I did a comparison, same negative in both enlargers with a 10 minutes difference between enlargments and developed in the same exact tray of developer. The whole experiment took about an hour.
Paper was Grade 2 from the same box.
1. The Condenser (semi diffused via the opaque bulb) enlarger had more contrast. It's a lot more evident when I hold the prints then just seeing the scan below. By the way the scan (which I know is a frowned upon word here - apologies) was done at the same time with the two sheets op 5x7 scanned in one go so no variations in tonality as it's understood by the sensor.
2. The Condenser enlarger printed the negative at f16 for 12 seconds and the VC head at f8 for 15 seconds. That's a little over 2 stops of difference.
Overall I liked the condenser but still having just gotten the Beseler, I let the Condenser one go. I have a tiny darkroom so only one enlarger can stay. I might shop around for a condenser head for the Beseler as I really like that enlarger minus the fact that focusing has no fine-tuning knob which makes it very hard to focus, specially with the head high up.

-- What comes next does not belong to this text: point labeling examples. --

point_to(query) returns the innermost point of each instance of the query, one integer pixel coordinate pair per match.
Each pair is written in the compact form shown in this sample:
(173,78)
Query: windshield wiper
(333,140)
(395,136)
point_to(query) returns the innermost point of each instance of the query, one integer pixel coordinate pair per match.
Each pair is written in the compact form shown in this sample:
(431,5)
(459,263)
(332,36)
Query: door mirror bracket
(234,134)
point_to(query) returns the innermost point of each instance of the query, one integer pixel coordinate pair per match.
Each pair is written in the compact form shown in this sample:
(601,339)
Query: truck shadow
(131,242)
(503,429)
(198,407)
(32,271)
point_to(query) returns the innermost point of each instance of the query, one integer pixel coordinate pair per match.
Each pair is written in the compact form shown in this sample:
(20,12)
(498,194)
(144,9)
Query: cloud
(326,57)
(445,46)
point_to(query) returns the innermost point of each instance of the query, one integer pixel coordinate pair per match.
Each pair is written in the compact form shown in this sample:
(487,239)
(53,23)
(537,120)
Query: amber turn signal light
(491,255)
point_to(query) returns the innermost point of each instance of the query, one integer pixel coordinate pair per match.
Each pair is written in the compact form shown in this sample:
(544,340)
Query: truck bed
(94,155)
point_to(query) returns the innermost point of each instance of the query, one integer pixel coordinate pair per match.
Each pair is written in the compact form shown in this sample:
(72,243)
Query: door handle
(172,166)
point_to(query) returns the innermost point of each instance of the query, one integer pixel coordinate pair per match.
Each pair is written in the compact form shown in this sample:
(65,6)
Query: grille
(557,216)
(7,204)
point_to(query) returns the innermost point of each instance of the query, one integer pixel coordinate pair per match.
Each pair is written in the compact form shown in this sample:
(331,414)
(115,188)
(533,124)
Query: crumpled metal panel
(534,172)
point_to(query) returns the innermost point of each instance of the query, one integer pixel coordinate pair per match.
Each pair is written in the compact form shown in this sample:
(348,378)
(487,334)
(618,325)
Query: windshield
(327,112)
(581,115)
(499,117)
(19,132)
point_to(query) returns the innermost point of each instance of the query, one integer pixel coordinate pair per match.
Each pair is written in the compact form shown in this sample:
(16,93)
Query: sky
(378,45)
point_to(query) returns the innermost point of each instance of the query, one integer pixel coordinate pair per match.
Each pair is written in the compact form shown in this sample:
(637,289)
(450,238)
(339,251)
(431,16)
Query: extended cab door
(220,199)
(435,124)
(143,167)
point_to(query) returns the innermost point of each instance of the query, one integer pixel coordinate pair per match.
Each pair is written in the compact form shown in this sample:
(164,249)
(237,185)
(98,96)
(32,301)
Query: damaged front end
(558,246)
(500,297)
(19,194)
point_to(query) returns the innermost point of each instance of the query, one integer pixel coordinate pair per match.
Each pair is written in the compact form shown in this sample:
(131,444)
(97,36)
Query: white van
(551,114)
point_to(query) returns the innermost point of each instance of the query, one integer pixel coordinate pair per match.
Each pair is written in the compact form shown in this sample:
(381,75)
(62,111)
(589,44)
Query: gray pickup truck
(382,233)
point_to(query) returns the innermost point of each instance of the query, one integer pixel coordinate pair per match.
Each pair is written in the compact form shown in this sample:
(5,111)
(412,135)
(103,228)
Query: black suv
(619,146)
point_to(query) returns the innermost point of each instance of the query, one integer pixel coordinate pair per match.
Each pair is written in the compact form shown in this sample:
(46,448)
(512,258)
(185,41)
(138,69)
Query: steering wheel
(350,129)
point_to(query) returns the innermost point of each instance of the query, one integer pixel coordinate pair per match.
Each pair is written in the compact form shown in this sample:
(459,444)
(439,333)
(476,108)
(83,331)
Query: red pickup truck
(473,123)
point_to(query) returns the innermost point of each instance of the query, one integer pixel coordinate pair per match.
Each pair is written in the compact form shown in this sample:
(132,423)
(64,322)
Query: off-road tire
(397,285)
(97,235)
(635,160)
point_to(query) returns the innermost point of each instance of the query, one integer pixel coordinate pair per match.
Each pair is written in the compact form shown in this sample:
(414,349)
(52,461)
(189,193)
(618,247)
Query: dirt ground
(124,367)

Questions (I just started printing 14 months ago):
- When using VC paper, I need to turn the filtration off for focusing and then back on for enlarging. This is a lever that does something mechanical (moves the filter discs below the light I assume) and this takes some force. It isn't hard but you definitely feel some resistance moving this switch and the head shakes a little. I assume the beseler is a sturdy enough machine not to lose focus. Is this okay to do or I better not touch the head once critical focus was set?
- When using the VC filtration, I can't see anything of an image projected through the red safety filter. I print large and my easel isn't perfect so I need to have the red safe image projected on the paper to adjust the placement of it on the easel. This again means I need to flip the switch to get the "white light" - use the red filter to adjust the paper - put the filtration back on again hence some shaking of the head. This relates to the first question but what I am wondering if there is a way to see a safe image projected on the paper with the filtration turned on?
- When enlarging to 20x24 paper from 135 film, i needed to print for 30 seconds @f4. Two things worry me here, f4 might not be as sharp as f8 and the 30 seconds time already seems long. I am perhaps just used to the condenser's quick printing times but if I wanted f8 at this size, I'd need to enlarge for 120 seconds and I worry this is dangerous for getting shakes in the head etc? I do stand still but still but anything can happen in the course of 2 minutes. I also enlarge wall projected sometimes where this 120 seconds would jump to be 4-5 minutes easily.